6.      Work at Listening: Good listening takes energy.   Attention is a form of directed energy.  We ought to establish eye contact and maintain to indicate by posture and facial expres­sion that the occasion and the speaker's effort are a matter of real concern to us. When to express himself more clearly and we in turn profit by better under­standing the improved communication we have helped him to achieve.

7.      Resist Distractions: A good listener instinctively fights distraction. Sometimes the fight is easily won by closing a door, shutting off a radio moving closer to the person talk­ing, or asking him to speak louder.   If the distrac­tions cannot be met that easily then it becomes a mat­ter of concentration.

8.      Exercise Your Mind: Good listeners regard apparently difficult or demanding presentations or speakers as challenges to their mental abilities.

9.      Keep your mind open: Effective   listeners   try   to   identify their own prejudices. Instead of turning a deaf ear, they seek to improve upon their   perception   and understanding precisely in those areas.
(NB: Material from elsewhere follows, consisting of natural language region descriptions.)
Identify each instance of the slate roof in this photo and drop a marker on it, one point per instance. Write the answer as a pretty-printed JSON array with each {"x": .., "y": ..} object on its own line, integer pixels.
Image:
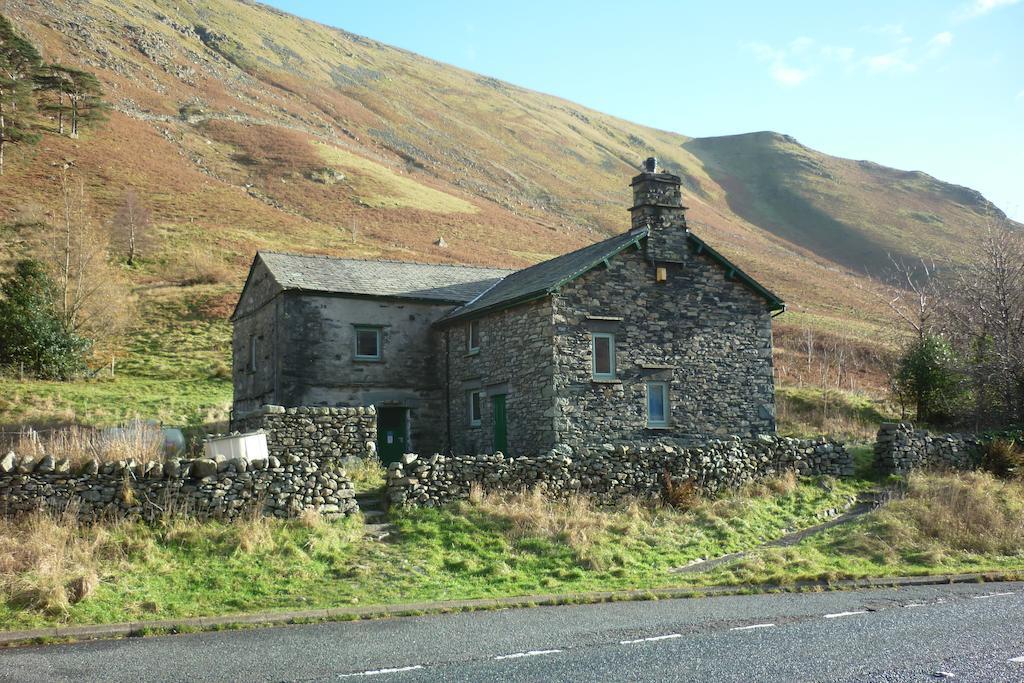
[
  {"x": 432, "y": 282},
  {"x": 545, "y": 276},
  {"x": 474, "y": 290}
]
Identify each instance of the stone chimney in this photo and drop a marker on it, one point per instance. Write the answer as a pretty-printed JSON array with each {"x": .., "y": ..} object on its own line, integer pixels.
[{"x": 657, "y": 205}]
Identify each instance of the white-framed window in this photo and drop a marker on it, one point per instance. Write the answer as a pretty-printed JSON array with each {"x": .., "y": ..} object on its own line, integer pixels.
[
  {"x": 657, "y": 404},
  {"x": 474, "y": 400},
  {"x": 368, "y": 343},
  {"x": 603, "y": 353}
]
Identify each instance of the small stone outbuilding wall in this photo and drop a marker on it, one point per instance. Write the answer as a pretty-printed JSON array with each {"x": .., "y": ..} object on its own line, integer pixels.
[
  {"x": 311, "y": 432},
  {"x": 899, "y": 449},
  {"x": 204, "y": 488},
  {"x": 612, "y": 472},
  {"x": 306, "y": 445}
]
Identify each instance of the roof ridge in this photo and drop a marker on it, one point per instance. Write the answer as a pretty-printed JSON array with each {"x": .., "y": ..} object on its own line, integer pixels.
[{"x": 328, "y": 257}]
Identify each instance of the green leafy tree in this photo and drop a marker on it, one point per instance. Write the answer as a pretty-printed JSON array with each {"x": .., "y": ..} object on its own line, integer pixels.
[
  {"x": 926, "y": 376},
  {"x": 19, "y": 62},
  {"x": 34, "y": 337}
]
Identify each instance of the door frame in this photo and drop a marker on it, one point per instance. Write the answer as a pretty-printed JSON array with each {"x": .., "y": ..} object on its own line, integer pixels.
[
  {"x": 503, "y": 399},
  {"x": 406, "y": 430}
]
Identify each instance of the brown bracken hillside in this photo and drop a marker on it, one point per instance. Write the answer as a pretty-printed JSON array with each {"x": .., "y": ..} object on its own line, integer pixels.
[{"x": 243, "y": 128}]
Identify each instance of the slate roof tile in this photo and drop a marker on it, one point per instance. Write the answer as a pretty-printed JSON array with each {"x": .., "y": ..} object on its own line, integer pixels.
[{"x": 453, "y": 284}]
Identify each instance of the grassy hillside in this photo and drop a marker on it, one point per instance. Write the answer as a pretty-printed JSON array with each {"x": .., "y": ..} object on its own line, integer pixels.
[{"x": 243, "y": 127}]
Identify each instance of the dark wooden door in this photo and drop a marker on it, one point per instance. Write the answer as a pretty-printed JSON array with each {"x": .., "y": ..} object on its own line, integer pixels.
[
  {"x": 501, "y": 423},
  {"x": 391, "y": 433}
]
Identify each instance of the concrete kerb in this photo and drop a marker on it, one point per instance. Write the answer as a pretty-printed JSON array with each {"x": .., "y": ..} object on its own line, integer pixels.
[{"x": 256, "y": 620}]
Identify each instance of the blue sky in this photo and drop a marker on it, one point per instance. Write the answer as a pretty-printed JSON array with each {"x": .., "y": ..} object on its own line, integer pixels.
[{"x": 929, "y": 85}]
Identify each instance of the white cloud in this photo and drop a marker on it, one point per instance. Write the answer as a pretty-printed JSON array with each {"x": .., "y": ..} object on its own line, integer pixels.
[
  {"x": 894, "y": 32},
  {"x": 837, "y": 53},
  {"x": 788, "y": 75},
  {"x": 895, "y": 61},
  {"x": 781, "y": 71},
  {"x": 982, "y": 7},
  {"x": 801, "y": 44}
]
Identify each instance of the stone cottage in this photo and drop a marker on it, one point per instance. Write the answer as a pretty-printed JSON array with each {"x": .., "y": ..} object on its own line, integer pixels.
[{"x": 648, "y": 334}]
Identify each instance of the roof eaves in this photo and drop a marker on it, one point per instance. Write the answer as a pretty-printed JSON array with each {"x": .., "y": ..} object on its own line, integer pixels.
[
  {"x": 363, "y": 295},
  {"x": 774, "y": 301},
  {"x": 640, "y": 235},
  {"x": 541, "y": 293}
]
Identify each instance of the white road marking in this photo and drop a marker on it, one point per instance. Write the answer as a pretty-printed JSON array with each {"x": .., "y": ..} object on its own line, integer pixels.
[
  {"x": 378, "y": 672},
  {"x": 530, "y": 653},
  {"x": 753, "y": 626},
  {"x": 651, "y": 639}
]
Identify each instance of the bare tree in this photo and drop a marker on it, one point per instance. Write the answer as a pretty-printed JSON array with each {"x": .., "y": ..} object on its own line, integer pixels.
[
  {"x": 93, "y": 301},
  {"x": 983, "y": 314},
  {"x": 909, "y": 293},
  {"x": 131, "y": 226}
]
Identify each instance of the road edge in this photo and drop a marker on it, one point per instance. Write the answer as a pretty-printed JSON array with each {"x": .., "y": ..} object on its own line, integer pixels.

10. Capitalize on thought speed: Most persons talk at a speed of 125 words per minutes. There is good evidence that if thought were measured in words per minute, most of us could think easily at about four times that rate. The good listener uses his thought speed to advantage; he constantly applies his spare thinking time to what is being said. 

3.5.3 Active Listening

 Requires listening to all verbal and the nonverbal interact with the feeling behind the message. Active listening means the search for the real meaning of the message.

 

We can focus on four listening categories:

1) Selective Listening: When you prepare your self to select certain topics of your interest to concentrate in listening to it avoiding other topics of less interest.

2) Comprehensive Listening: This refers to listening with concentration to information, opinion, emotions and feelings.  The comprehensive listening include listen to verbal and watching non-verbal clues of the presentation.
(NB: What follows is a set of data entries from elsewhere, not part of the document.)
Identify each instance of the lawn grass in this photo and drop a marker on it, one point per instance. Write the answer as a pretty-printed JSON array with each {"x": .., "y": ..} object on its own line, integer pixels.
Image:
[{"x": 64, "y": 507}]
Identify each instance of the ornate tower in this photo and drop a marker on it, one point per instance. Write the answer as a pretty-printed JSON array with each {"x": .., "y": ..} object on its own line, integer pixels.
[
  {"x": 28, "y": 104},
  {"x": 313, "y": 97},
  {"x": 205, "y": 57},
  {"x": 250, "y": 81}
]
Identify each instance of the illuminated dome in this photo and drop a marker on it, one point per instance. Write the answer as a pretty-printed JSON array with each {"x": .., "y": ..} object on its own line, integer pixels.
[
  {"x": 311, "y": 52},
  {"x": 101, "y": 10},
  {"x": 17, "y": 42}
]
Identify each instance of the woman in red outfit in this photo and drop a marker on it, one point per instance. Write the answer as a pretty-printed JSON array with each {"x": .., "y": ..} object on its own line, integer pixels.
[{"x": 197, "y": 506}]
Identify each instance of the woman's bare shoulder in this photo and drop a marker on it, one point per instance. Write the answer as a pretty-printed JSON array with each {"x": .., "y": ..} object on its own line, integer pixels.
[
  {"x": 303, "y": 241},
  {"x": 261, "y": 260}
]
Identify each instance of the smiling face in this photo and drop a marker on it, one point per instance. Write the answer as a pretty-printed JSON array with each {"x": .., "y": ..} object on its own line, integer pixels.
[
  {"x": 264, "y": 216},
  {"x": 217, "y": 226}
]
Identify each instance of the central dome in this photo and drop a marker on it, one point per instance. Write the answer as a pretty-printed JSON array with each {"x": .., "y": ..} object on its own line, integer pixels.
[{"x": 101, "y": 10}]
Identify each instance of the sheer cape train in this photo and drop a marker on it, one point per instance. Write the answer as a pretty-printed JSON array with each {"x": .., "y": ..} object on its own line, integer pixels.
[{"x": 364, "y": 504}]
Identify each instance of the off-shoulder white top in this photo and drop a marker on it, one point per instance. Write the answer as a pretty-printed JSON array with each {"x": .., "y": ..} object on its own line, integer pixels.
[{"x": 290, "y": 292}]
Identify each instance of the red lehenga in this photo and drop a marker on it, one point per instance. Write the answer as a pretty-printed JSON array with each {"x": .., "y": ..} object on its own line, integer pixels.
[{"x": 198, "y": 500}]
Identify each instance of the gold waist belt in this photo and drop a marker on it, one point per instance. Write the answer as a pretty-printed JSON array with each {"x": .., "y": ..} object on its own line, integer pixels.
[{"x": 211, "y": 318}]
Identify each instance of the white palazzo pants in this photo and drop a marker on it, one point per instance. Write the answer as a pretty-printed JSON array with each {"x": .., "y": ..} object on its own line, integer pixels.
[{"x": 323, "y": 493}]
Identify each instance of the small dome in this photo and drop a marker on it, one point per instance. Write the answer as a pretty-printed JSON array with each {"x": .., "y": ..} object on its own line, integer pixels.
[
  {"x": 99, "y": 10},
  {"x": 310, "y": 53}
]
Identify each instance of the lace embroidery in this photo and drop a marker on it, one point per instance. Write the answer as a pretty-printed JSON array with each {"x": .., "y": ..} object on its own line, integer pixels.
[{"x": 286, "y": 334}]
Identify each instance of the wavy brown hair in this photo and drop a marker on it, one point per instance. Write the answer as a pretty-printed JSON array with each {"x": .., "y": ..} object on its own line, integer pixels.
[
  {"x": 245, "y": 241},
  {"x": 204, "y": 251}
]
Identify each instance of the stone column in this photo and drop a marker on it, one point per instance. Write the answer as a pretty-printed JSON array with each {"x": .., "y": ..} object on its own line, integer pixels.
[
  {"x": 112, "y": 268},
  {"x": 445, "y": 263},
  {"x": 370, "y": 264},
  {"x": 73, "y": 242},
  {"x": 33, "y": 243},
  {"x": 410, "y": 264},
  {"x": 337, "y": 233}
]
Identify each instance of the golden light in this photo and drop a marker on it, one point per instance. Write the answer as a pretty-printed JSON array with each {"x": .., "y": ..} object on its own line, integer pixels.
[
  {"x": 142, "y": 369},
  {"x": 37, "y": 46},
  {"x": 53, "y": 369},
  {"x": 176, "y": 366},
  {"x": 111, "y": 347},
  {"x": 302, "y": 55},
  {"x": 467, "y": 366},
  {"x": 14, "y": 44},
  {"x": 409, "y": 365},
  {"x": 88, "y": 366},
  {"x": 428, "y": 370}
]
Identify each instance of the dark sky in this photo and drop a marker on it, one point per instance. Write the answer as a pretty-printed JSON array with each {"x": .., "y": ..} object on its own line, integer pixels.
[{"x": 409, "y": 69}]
3) Critical Listening: This refers to listening with analyzing to the presentation in order to conclude positive negative aspects of the presentation.

4) Appreciative Listening: This type of listening is linked to type of information and the credibility of the communicator where you appreciate the kind of information and the communicative skills of the communicator.

 

3.5.4 Strategies for Improving Listening Skills

There are several strategies we should bare in mind for improving our listening skills:

 

-          Prepare to listen.

-          Limit your own talking.

-          Be patient, provide the time needed.

-          Concentrate.

-          List interjections.

-          Clarify and confirm your understanding.

-          Rephrase in your own words.

-          Avoid jumping to conclusion.

-          Practice listening.

-          Listen to verbal, watch non-verbal.

-          Listen for emotions and feelings.